La porte de la salle d'interrogatoire s'ouvrit lentement, révélant Lola. Elle pénétra dans la pièce, posa ses deux mains sur la chaise où elle s'était installée quelques minutes auparavant, regarda les deux personnes présentes et se dirigea directement vers l'avocat, qui attendait avec impatience.
- À vous voir, j'imagine que le juge à refuser l'attribution d'une libération, devina l'avocat.

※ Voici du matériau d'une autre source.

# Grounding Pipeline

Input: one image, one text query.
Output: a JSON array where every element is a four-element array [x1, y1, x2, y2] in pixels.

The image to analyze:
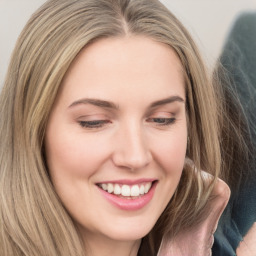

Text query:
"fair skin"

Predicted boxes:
[[45, 36, 187, 256]]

- Oui, j'ai fait le nécessaire, mais ces ordres ont été clairs, il n'est pas question de laisser quelqu'un qui a tué son associé sous caution.
- Êtes-vous sûr d'avoir fait le nécessaire ?
- Oui, je sais que je ne suis pas en posture de proférer des mensonges, j'ai fait ce que je pouvais faire.
L'avocat se leva, desserra sa cravate comme si celle-ci était devenue une corde qui l'étouffait.
- Je ne laisserai jamais mon ami ici aujourd'hui, il sortira avec moi.
Il s'adossa au mur, regarda Raymond qui avait la tête baissée.
- Si j'avais la capacité de faire quelque chose, croyez-moi, je le ferai.
- Vous savez bien que vous avez la capacité, Inspectrice, ou vous attendez que j'aille moi-même voir le juge pour lui parler de vos maltraitances vis-à-vis de mon client ? Hein ?
- Sergio, appela Raymond, c'est bon, arrête de menacer l'inspectrice. Elle n'y est pour rien, si tu peux me faire sortir d'ici comme tu me l'as promis, fais-le, mais sans pour autant toucher à sa sensibilité. Fais ce que j'aurais fait si tu étais à ma place, mon cher ami.
- Tu as raison, je me suis trop emporté.
- Inspectrice, vous pouvez m'envoyer dans ma cellule ?
- Oui. Garde, cria l'inspectrice.
- Oui, répondit le garde en entrant.
- Vous pouvez conduire monsieur dans sa cellule.
- À vos ordres.
Il mit la main dans sa poche, sortit la clé de la menotte et enleva ce qui était relié à la table. Après l'avoir placé à la main détachée de Raymond, ce dernier le suivit, mais avant de sortir, il se tourna vers Sergio.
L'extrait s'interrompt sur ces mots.